>>2045378>What about the controls makes it feel crippling to you? Or was it the actual "game" that is crippling?Both.
But the controls are just ass. Kinda hard to explain how unrespsonsive the controls are. But really, it's the cheap deaths that were my point of contention, not the controls. You can get used to bad controls, it was the atrocious gameplay that was a dealbreaker.
>There are people who can regularly run through the game without dying once at level 1, just saying.Because they memorized everything. The point is that there is never any improvement. Generally the more skilled you are at a game, the less you die and better able you are to succeed at what you want to do.
Take Dark Souls. There is almost zero difference between a good player and someone who just started the game. Your skill is not a factor. By learning the game you never get any better. A person who played for years will still get stomped by a rookie. In good games, an experienced player stands out. They die less, have better tactics, etc. Sorry, but tumbling around and abusing shitty broken hitboxes is not a skill. There is no sense of progression and whether or not you die feels more like the game cheating or the roll of dice. That isn't well designed gameplay. And that is just a start.

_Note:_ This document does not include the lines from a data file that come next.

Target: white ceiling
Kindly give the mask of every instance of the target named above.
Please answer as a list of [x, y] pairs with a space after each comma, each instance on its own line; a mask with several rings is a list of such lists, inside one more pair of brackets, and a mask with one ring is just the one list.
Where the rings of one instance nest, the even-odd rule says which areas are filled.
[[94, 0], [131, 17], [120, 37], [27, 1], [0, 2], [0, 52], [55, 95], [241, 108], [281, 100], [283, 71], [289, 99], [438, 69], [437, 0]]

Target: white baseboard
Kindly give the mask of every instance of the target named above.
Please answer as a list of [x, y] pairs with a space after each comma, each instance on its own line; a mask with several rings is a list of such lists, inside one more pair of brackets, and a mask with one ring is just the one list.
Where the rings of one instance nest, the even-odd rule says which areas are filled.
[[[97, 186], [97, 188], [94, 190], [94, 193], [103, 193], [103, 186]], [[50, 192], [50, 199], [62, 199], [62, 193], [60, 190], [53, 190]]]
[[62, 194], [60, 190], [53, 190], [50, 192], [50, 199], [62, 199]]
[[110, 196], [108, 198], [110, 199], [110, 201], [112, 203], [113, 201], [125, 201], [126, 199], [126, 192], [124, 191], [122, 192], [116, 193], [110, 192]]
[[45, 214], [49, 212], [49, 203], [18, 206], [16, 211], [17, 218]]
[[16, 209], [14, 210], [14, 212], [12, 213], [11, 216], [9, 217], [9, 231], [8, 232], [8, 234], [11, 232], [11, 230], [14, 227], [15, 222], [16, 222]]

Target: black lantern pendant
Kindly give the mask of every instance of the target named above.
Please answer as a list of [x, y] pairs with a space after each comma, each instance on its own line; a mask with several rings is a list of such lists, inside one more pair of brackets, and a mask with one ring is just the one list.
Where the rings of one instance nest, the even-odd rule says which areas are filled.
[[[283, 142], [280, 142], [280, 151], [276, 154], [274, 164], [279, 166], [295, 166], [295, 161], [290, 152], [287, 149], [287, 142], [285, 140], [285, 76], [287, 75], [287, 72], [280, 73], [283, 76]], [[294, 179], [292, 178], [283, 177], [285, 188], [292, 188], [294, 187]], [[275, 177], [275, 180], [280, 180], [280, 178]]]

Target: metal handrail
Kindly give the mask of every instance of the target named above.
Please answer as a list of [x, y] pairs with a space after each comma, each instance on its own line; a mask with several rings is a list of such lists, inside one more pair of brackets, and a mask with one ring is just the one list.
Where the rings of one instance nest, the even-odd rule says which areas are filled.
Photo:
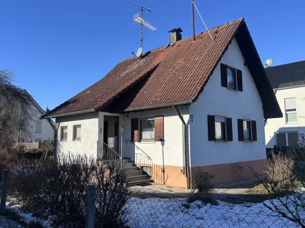
[[[136, 146], [134, 142], [128, 140], [130, 143], [134, 144], [137, 150], [140, 150], [143, 153], [135, 153], [134, 154], [134, 163], [136, 166], [137, 166], [140, 168], [144, 168], [145, 167], [149, 167], [151, 168], [150, 172], [148, 170], [143, 171], [146, 172], [148, 175], [149, 175], [151, 179], [156, 182], [159, 183], [165, 184], [166, 180], [168, 178], [167, 173], [165, 172], [164, 168], [160, 167], [157, 164], [156, 164], [154, 161], [152, 161], [151, 157], [147, 155], [140, 148]], [[150, 172], [150, 173], [149, 173]], [[165, 179], [165, 175], [167, 178]]]
[[118, 160], [122, 159], [118, 153], [111, 148], [104, 141], [96, 141], [96, 143], [98, 161]]

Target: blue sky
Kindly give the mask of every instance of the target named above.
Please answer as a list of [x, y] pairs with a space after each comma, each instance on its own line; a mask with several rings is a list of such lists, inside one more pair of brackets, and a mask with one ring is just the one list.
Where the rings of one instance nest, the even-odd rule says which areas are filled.
[[[132, 0], [152, 9], [144, 18], [143, 50], [169, 42], [180, 27], [191, 35], [191, 0]], [[274, 65], [305, 59], [302, 0], [195, 0], [209, 28], [244, 17], [262, 61]], [[53, 109], [103, 78], [139, 46], [136, 8], [123, 0], [1, 0], [0, 69], [16, 74], [44, 109]], [[204, 31], [196, 14], [196, 32]]]

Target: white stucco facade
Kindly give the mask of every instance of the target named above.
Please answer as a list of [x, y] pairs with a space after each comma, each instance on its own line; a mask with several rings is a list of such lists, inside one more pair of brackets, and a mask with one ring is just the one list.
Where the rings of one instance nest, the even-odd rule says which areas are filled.
[[[85, 155], [96, 157], [98, 141], [98, 113], [90, 113], [56, 118], [58, 155], [62, 153]], [[74, 126], [81, 125], [81, 140], [73, 140]], [[67, 140], [62, 139], [62, 128], [67, 128]]]
[[[266, 159], [262, 102], [244, 57], [234, 38], [220, 60], [242, 71], [243, 91], [221, 87], [220, 63], [198, 100], [190, 105], [191, 166], [211, 166]], [[232, 118], [233, 141], [208, 141], [207, 115]], [[238, 119], [256, 121], [257, 141], [238, 141]]]
[[[275, 90], [277, 102], [281, 109], [282, 118], [267, 119], [265, 126], [266, 146], [273, 148], [277, 145], [276, 133], [297, 132], [305, 133], [305, 87], [280, 88]], [[286, 116], [285, 99], [295, 98], [297, 122], [288, 123]]]

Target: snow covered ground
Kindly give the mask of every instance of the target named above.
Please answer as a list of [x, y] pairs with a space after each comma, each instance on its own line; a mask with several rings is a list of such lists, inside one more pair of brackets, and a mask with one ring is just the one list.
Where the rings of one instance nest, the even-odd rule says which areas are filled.
[[[286, 198], [285, 198], [286, 199]], [[293, 211], [291, 198], [289, 208]], [[275, 203], [280, 206], [279, 201]], [[268, 201], [265, 203], [270, 205]], [[25, 213], [19, 205], [8, 206], [21, 216], [26, 223], [39, 221], [51, 227], [50, 220], [35, 218]], [[134, 227], [299, 227], [295, 223], [279, 216], [263, 203], [234, 205], [219, 201], [217, 206], [203, 205], [200, 201], [191, 204], [185, 198], [131, 198], [127, 205], [128, 225]], [[299, 211], [305, 218], [305, 212]], [[304, 220], [305, 223], [305, 220]]]
[[[278, 201], [275, 202], [280, 205]], [[127, 205], [128, 225], [132, 228], [299, 227], [262, 203], [219, 203], [219, 205], [214, 206], [196, 201], [189, 206], [183, 198], [132, 198]], [[265, 203], [268, 204], [269, 201]]]

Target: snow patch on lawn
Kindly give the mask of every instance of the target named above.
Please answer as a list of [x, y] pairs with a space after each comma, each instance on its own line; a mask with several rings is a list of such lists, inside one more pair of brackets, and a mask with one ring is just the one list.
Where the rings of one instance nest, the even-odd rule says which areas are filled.
[[[278, 200], [274, 202], [280, 205]], [[269, 201], [265, 203], [270, 205]], [[293, 207], [291, 201], [289, 204]], [[132, 228], [299, 227], [271, 212], [263, 203], [233, 205], [219, 201], [219, 205], [214, 206], [200, 201], [187, 205], [184, 198], [132, 198], [127, 209], [128, 225]]]

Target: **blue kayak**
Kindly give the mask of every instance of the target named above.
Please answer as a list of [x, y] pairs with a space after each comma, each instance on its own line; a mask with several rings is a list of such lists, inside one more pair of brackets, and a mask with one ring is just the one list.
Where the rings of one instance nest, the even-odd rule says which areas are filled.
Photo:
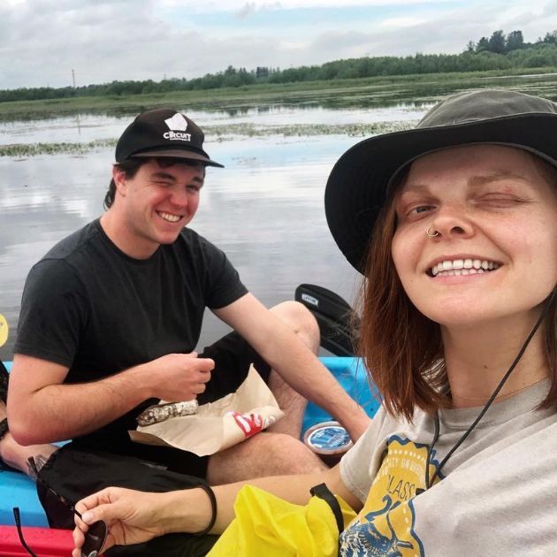
[[[379, 407], [380, 399], [377, 390], [370, 387], [361, 360], [338, 356], [321, 357], [320, 360], [350, 396], [370, 416], [373, 416]], [[11, 362], [6, 363], [8, 370], [10, 364]], [[302, 431], [305, 432], [316, 423], [332, 419], [331, 416], [310, 402], [304, 415]], [[48, 527], [46, 516], [37, 498], [34, 482], [24, 474], [0, 470], [0, 524], [14, 524], [13, 507], [19, 507], [24, 526]]]

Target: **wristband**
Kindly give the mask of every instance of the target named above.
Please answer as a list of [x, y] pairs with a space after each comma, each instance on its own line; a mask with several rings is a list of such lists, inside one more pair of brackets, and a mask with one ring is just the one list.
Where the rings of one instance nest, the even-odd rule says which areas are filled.
[[212, 516], [210, 517], [210, 522], [209, 523], [209, 526], [202, 530], [201, 532], [195, 532], [194, 536], [204, 536], [208, 534], [212, 527], [215, 525], [217, 522], [217, 498], [215, 497], [215, 492], [210, 488], [210, 485], [208, 484], [200, 484], [199, 485], [195, 485], [195, 487], [201, 487], [206, 493], [209, 495], [209, 500], [210, 501], [210, 508], [212, 512]]

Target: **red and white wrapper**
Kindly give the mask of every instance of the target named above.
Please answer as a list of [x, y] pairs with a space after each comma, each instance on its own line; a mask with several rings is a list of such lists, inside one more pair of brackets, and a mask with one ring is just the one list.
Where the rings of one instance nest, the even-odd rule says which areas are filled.
[[171, 417], [128, 431], [132, 440], [214, 454], [256, 435], [284, 416], [253, 366], [235, 393], [202, 404], [192, 416]]

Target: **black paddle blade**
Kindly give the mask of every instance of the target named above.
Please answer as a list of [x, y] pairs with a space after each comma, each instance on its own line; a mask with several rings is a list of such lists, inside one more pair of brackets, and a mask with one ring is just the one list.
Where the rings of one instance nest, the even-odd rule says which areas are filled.
[[354, 319], [354, 310], [347, 301], [327, 288], [309, 284], [296, 288], [294, 300], [315, 316], [324, 348], [335, 355], [355, 355], [359, 322]]

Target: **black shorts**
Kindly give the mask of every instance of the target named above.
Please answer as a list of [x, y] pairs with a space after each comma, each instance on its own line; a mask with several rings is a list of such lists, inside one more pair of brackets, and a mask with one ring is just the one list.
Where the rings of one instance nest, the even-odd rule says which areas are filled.
[[[148, 465], [141, 461], [111, 453], [80, 451], [65, 445], [54, 453], [41, 469], [43, 480], [70, 503], [89, 493], [114, 485], [143, 492], [164, 492], [199, 485], [192, 476]], [[73, 515], [45, 485], [37, 483], [39, 500], [47, 510], [51, 528], [72, 529]], [[217, 536], [169, 534], [149, 542], [114, 547], [104, 553], [115, 555], [198, 557], [207, 554]]]
[[[248, 376], [252, 363], [263, 379], [269, 380], [270, 366], [236, 332], [205, 347], [199, 356], [215, 361], [207, 389], [198, 396], [200, 404], [233, 393]], [[68, 443], [52, 454], [42, 474], [56, 491], [72, 503], [111, 485], [145, 492], [166, 492], [198, 485], [199, 478], [206, 477], [208, 456], [197, 456], [172, 447], [132, 445], [133, 457], [84, 446], [79, 442]], [[72, 528], [73, 516], [67, 507], [40, 484], [37, 491], [50, 526]], [[107, 554], [204, 555], [215, 539], [216, 537], [211, 536], [164, 536], [159, 541], [141, 545], [141, 551], [134, 546], [129, 553], [121, 548]], [[195, 553], [198, 550], [205, 553]]]

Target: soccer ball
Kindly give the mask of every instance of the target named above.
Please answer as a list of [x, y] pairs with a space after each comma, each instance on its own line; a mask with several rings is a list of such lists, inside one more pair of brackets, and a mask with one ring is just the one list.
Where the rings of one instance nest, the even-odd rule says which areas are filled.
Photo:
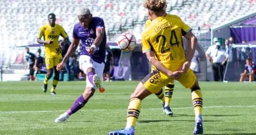
[[136, 45], [136, 38], [134, 35], [130, 32], [121, 33], [116, 39], [119, 48], [123, 51], [133, 50]]

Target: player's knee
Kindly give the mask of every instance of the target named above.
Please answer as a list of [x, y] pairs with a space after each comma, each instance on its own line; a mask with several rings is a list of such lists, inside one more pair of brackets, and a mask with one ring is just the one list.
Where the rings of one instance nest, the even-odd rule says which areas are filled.
[[87, 89], [87, 90], [84, 91], [84, 94], [86, 95], [89, 95], [90, 96], [93, 96], [95, 91], [92, 89]]
[[53, 74], [52, 69], [47, 70], [47, 73], [46, 74], [46, 76], [48, 79], [50, 79], [51, 78], [51, 77], [52, 76], [52, 74]]
[[86, 72], [87, 72], [87, 73], [89, 72], [91, 72], [91, 71], [92, 71], [92, 72], [95, 72], [95, 71], [94, 71], [94, 69], [93, 68], [93, 67], [88, 68], [87, 69], [87, 70], [86, 70]]

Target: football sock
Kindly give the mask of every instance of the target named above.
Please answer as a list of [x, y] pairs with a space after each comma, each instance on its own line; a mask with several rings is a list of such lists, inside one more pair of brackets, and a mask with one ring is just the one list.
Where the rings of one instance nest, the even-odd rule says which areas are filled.
[[93, 75], [94, 75], [94, 73], [93, 73], [93, 71], [90, 71], [88, 72], [86, 75], [88, 77], [89, 82], [91, 83], [91, 84], [94, 85], [94, 83], [93, 83]]
[[173, 96], [174, 83], [169, 83], [165, 87], [165, 107], [168, 106], [170, 105]]
[[130, 104], [127, 110], [127, 121], [126, 128], [134, 127], [140, 114], [141, 100], [133, 98], [130, 99]]
[[70, 109], [69, 109], [67, 111], [68, 113], [70, 116], [75, 113], [76, 111], [83, 107], [87, 102], [87, 101], [84, 99], [83, 95], [80, 95], [80, 96], [76, 99], [76, 101], [75, 101], [73, 105], [72, 105]]
[[161, 91], [159, 92], [156, 93], [155, 95], [158, 98], [159, 98], [159, 99], [161, 100], [162, 103], [165, 102], [165, 95], [163, 94], [162, 89], [161, 89]]
[[50, 79], [47, 77], [47, 76], [44, 76], [44, 80], [43, 81], [44, 84], [48, 84], [48, 81]]
[[55, 91], [55, 88], [57, 86], [58, 82], [58, 80], [54, 79], [54, 80], [52, 81], [52, 86], [51, 87], [51, 92], [54, 92]]
[[[193, 91], [193, 90], [192, 90]], [[198, 89], [193, 91], [191, 93], [192, 103], [194, 106], [195, 118], [199, 115], [201, 116], [202, 113], [202, 91]]]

Now you can say the same for roguelikes, but roguelikes give a skilled player far more ability to win and progress than a new person. They can still get fucked, but they have a better sense of how to prepare for encounters, manage resources better, etc. A skilled roguelike player does not need to rely on abusing flaws in the game to win reliably and it comes from learning. In Dark Souls whatever your skill level, you are just as likely to die on any given encounter as someone who just started. The only advantage is that you won't die to cheap arrow deaths or a chest mimic because you know where those are. That is your only advantage.